PS. My favorite Maya Angelou work is All God’s Children Need Traveling Shoes. Read it if you haven’t - it's especially good if you're on a trip. I read it while I was in Peru! :) 

4. Zora Neale Hurston

Sometimes I feel discriminated against, but it does not make me angry. It merely astonishes me. How can anyone deny themselves the pleasure of my company?
— Zora Neale Hurston

Zora Neale Hurston, author and anthropologist, was a fixture of the Harlem Renaissance before falling into obscurity later in life. She penned the masterpiece Their Eyes Were Watching God. Hurston was an amazing folklorist and her stories record the fabric of many cultures. No one is sure when she was born or where because she often adjusted her birth year and wrote her own autobiography (which apparently contradicts other records). Hurston was a student of both Howard and Barnard. At Barnard, she studied with Franz Boas, a foundational anthropologist who also influenced W.E.B. Du Bois. Hurston wrote her most famous work, Their Eyes Were Watching God, while traveling in Haiti studying voodoo. She fell into obscurity during the final decade of her life. It was not until Alice Walker went searching for her unmarked grave and chronicled her journey in Ms. Magazine in 1975 that interest in Zora Neale Hurston was renewed. 
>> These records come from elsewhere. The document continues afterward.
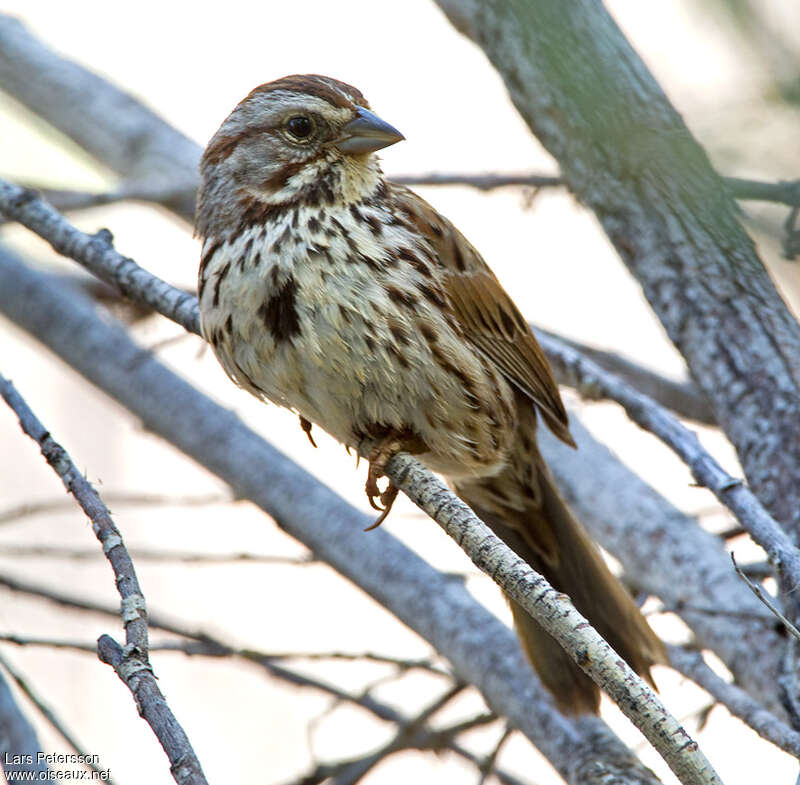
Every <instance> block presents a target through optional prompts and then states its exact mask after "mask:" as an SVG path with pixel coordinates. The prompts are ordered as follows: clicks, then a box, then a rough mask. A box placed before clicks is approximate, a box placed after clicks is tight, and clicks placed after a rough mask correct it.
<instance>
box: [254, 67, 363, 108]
mask: <svg viewBox="0 0 800 785" xmlns="http://www.w3.org/2000/svg"><path fill="white" fill-rule="evenodd" d="M277 90H283V91H286V92H292V93H301V94H303V95H313V96H315V97H316V98H321V99H322V100H323V101H327V102H328V103H329V104H330V105H331V106H335V107H337V108H340V109H346V108H347V107H349V106H351V105H352V104H357V105H358V106H363V107H364V108H365V109H369V104H368V103H367V100H366V98H364V96H363V95H361V92H360V91H359V90H357V89H356V88H355V87H353V86H352V85H349V84H347V83H346V82H340V81H339V80H338V79H332V78H331V77H329V76H320V75H319V74H292V75H291V76H284V77H282V78H281V79H276V80H275V81H274V82H267V83H266V84H262V85H259V86H258V87H256V88H255V89H254V90H252V91H251V92H250V94H249V95H248V96H247V98H245V99H244V100H245V101H247V100H249V99H251V98H253V97H255V96H257V95H264V94H265V93H272V92H275V91H277ZM342 93H344V95H342Z"/></svg>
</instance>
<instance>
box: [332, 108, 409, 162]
mask: <svg viewBox="0 0 800 785" xmlns="http://www.w3.org/2000/svg"><path fill="white" fill-rule="evenodd" d="M403 139H405V136H403V134H401V133H400V131H398V130H397V129H396V128H395V127H394V126H391V125H389V123H387V122H384V121H383V120H381V118H380V117H378V115H376V114H373V113H372V112H370V111H369V110H368V109H364V107H362V106H360V107H359V108H358V113H357V114H356V116H355V117H354V118H353V119H352V120H351V121H350V122H349V123H348V124H347V125H346V126H345V127H344V128H342V135H341V136H340V137H339V138H338V139H337V140H336V141H335V142H334V146H335V147H336V148H338V149H339V150H341V151H342V152H343V153H351V154H354V155H358V154H360V153H374V152H375V151H376V150H380V149H382V148H384V147H388V146H389V145H391V144H395V143H396V142H402V141H403Z"/></svg>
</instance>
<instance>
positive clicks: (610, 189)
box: [437, 0, 800, 530]
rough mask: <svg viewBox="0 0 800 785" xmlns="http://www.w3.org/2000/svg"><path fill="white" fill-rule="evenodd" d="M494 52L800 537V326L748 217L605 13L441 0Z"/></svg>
mask: <svg viewBox="0 0 800 785" xmlns="http://www.w3.org/2000/svg"><path fill="white" fill-rule="evenodd" d="M437 2H438V5H439V6H440V7H441V8H442V10H443V11H444V12H445V14H446V15H447V16H448V18H449V19H450V21H451V22H452V23H453V24H454V26H455V27H456V28H457V29H458V30H460V31H461V32H462V33H464V34H465V35H466V36H468V37H469V38H471V39H472V40H474V41H475V42H476V43H477V44H478V45H479V46H481V47H482V48H483V49H484V51H485V52H486V54H487V55H488V57H489V59H490V60H491V61H492V63H493V65H494V66H495V67H496V68H497V69H498V71H499V72H500V74H501V75H502V77H503V79H504V80H505V83H506V86H507V87H508V90H509V93H510V96H511V99H512V101H513V102H514V104H515V105H516V107H517V109H518V110H519V111H520V113H521V114H522V116H523V118H524V119H525V120H526V122H527V123H528V125H529V126H530V128H531V129H532V130H533V132H534V133H535V134H536V136H537V137H538V138H539V139H540V141H541V142H542V144H543V145H544V146H545V147H546V148H547V150H548V151H549V152H550V153H551V154H552V155H553V156H554V157H555V158H556V160H557V161H558V163H559V165H560V168H561V174H562V176H563V177H564V179H565V181H566V182H567V184H568V186H569V188H570V189H571V190H572V191H573V193H575V194H576V196H577V197H578V198H579V199H580V200H581V201H582V202H583V203H584V204H586V205H587V206H588V207H590V208H591V209H592V210H594V211H595V213H596V214H597V216H598V218H599V220H600V222H601V224H602V225H603V227H604V229H605V230H606V232H607V234H608V236H609V237H610V239H611V241H612V242H613V243H614V245H615V246H616V248H617V250H618V251H619V253H620V255H621V257H622V258H623V260H624V261H625V263H626V264H627V265H628V267H629V269H630V270H631V272H632V273H633V274H634V275H635V276H636V277H637V279H638V280H639V281H640V282H641V284H642V286H643V288H644V292H645V295H646V296H647V298H648V300H649V301H650V303H651V305H652V306H653V308H654V309H655V311H656V313H657V314H658V316H659V318H660V319H661V321H662V323H663V324H664V326H665V328H666V330H667V332H668V334H669V336H670V338H671V339H672V340H673V342H674V343H675V345H676V346H677V347H678V349H679V350H680V352H681V353H682V354H683V355H684V357H685V358H686V361H687V364H688V366H689V369H690V371H691V374H692V377H693V378H694V379H695V381H696V382H697V383H698V384H699V386H700V387H701V388H702V390H703V392H704V393H705V394H706V395H707V396H708V399H709V401H710V402H711V404H712V407H713V410H714V413H715V415H716V418H717V420H718V421H719V423H720V425H721V427H722V428H723V429H724V430H725V432H726V434H728V436H729V437H730V439H731V441H732V443H733V444H734V446H735V447H736V450H737V453H738V455H739V460H740V462H741V464H742V466H743V468H744V470H745V474H746V476H747V479H748V481H749V483H750V486H751V487H752V488H753V490H754V491H755V492H756V494H757V495H758V497H759V499H760V500H761V502H762V503H763V504H764V506H765V507H766V508H767V509H768V510H769V511H770V512H771V513H772V514H773V515H774V516H775V517H776V518H777V519H778V520H779V521H780V522H781V523H782V524H784V525H785V526H787V527H788V528H790V529H792V530H795V529H799V528H800V484H799V483H797V481H796V478H797V476H798V474H799V473H800V327H798V325H797V323H796V322H795V320H794V319H793V318H792V316H791V314H790V313H789V311H788V309H787V308H786V305H785V304H784V302H783V301H782V300H781V298H780V295H779V294H778V292H777V291H776V290H775V287H774V285H773V284H772V281H771V280H770V278H769V276H768V274H767V272H766V270H765V269H764V266H763V264H762V263H761V261H760V259H759V258H758V256H757V254H756V251H755V248H754V246H753V243H752V241H751V240H750V238H749V237H748V236H747V234H746V233H745V231H744V229H743V228H742V226H741V224H740V222H739V220H738V215H737V209H736V205H735V203H734V202H733V200H732V199H731V197H730V194H729V192H728V189H727V187H726V185H725V183H724V182H723V181H722V179H721V178H720V177H719V176H718V175H717V174H716V173H715V172H714V171H713V170H712V168H711V166H710V164H709V162H708V158H707V157H706V155H705V153H704V152H703V150H702V149H701V148H700V147H699V146H698V145H697V143H696V142H695V141H694V139H693V138H692V136H691V134H690V133H689V131H688V130H687V128H686V126H685V125H684V123H683V121H682V119H681V118H680V116H679V115H678V113H677V112H676V111H675V110H674V109H673V108H672V106H671V105H670V104H669V102H668V101H667V99H666V97H665V96H664V94H663V92H662V91H661V89H660V88H659V86H658V85H657V84H656V82H655V80H654V79H653V77H652V76H651V75H650V73H649V72H648V71H647V69H646V67H645V66H644V64H643V63H642V61H641V60H640V58H639V57H638V55H637V54H636V53H635V52H634V51H633V49H632V47H631V46H630V45H629V44H628V42H627V41H626V40H625V38H624V37H623V35H622V34H621V32H620V31H619V28H618V27H617V26H616V24H615V23H614V21H613V20H612V18H611V16H610V15H609V14H608V12H607V11H606V9H605V8H604V7H603V5H602V4H601V3H598V2H596V1H595V0H576V2H574V3H572V4H571V5H570V12H569V13H564V8H563V3H561V2H559V1H558V0H532V1H531V2H525V3H523V2H521V0H491V1H490V2H483V0H437Z"/></svg>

I have read Their Eyes Were Watching God more times than I can count and each time I revisit Janie I learn something else about myself. So you know, I’ll be here, waiting on my Tea Cake and praying I don’t have to kill him. 

5. Octavia Butler

Sometimes being a friend means mastering the art of timing. There is a time for silence. A time to let go and let people hurl themselves into their own destiny. And a time to prepare to pick up the pieces when it’s all over.
— Octavia Butler

Octavia Butler is an author best known for her seamless blending of African-American spiritualism with science fiction. Her works include Patternmaster, Kindred, Dawn, and Parable of the Sower. In Kindred, Butler tells the story of an African-American woman who travels back in time to save her ancestor – a white slave over. In the writing of Kindred, Butler noted that she “wanted to write a novel that would make others feel the history: the pain and fear that black people have had to live through in order to endure (NYT 2006).” Butler used science fiction as a way to face issues facing humanity head on, not to escape into a fantasy world. For her dedication to telling our stories, we thank her.